La religiosidad popular tiene muchas virtudes que el papa Francisco valora especialmente, pero ella se resiente de una inconsistencia doctrinal que la vuelve vulnerable a la predicación evangélica y pentecostal, más emocional, concreta y sobre todo atenta a las necesidades reales (incluso las materiales) de los fieles. Más aún si se tiene en cuenta la "teología de la prosperidad" que las nuevas iglesias esgrimen, por la cual tener fe no solo asegura la salvación ultraterrena sino que produce réditos contantes y sonantes en este mundo.

Al extenderse a datos tan restallantes como el desempleo y el subempleo, el machismo y las adicciones al alcoholismo y ahora a las drogas, que se desparrama como una mancha sobre una multitud de jóvenes, la sanación que el neopentecostalismo cultiva ejerce un notorio influjo sobre espíritus ansiosos de liberarse de estas enfermedades sociales.

Una consecuencia obligada de dicho cuadro es la delincuencia juvenil. Las maras, pandillas de una extrema violencia, constituyen un producto típicamente centroamericano. Ellas no han llegado todavía a la Argentina, pero sí se ha extendido el fenómeno de los soldaditos reclutados en las villas como carne de cañón de las nuevas mafias.

Según el mismo Francisco lo ha aclarado, la opción por los pobres, que es interpretada por muchos fieles (incluso pastores) en la misma Iglesia Católica como una suerte de politización de raíz populista e incluso marxista, es ante todo una actitud de naturaleza teológica. Pero lo es no solamente porque se expresa a cada paso en los textos evangélicos. Para el pontífice, este punto no tiene una naturaleza ideológica sino que, por el contrario, guarda una profunda imbricación con la fe.

Desde un punto de vista estratégico, ella aparece también como conveniente o necesaria, toda vez que la mayoría de los fieles cristianos en el mundo son pobres, empezando por los católicos latinoamericanos. Con este rasgo tan radical como incomprendido por bastantes de sus propios fieles, el papa Francisco no hace sino otra cosa que ocuparse, en primer lugar, de un estatuto angustiante y doloroso de sus hijos, aplicando aquella regla del sentido común popular que enuncia que la caridad empieza por casa.

Aún no apagados completamente los ecos del reciente sínodo de obispos celebrado en Roma durante el mes de octubre sobre la fe, el discernimiento y los jóvenes, el Papa vuelve una vez más a ellos, continuando un camino iniciado en Buenos Aires por Juan Pablo II. El documento conclusivo del sínodo se refiere a la manipulación a que está sujeta la juventud, y se detiene especialmente en el universo digital, que constituye en los hechos, junto a sus innegables virtudes, una nueva y verdadera adicción.

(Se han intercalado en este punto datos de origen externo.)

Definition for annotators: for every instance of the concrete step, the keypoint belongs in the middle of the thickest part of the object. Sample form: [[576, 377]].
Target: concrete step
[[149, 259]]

En medio de un calor tan abrasador como el cariño del pueblo panameño, la figura acaso físicamente precaria del pontífice parece transportar a las multitudes a una nueva esperanza. Si algo caracteriza la significación de los jóvenes es precisamente esta, la de conformar un camino hacia el futuro que en el mensaje de la Iglesia Católica adquiere la categoría de una virtud teologal (junto a las otras dos que son la fe y la caridad).

Esta merece ser, por lo demás, una de las características más salientes de Jorge Mario Bergoglio, que reúne en su vida a las tres, en armoniosa conjunción. No parecen importarle demasiado las balas que silban a su alrededor. Solo basta detener un instante la mirada en esa frágil, pequeña sotana blanca que se mueve incansable en olor de multitud, para saber que le anima una obsesión. Para él siempre es posible el bien.

El autor es director académico del Instituto de Cultura del Centro Universitario de Estudios (Cudes).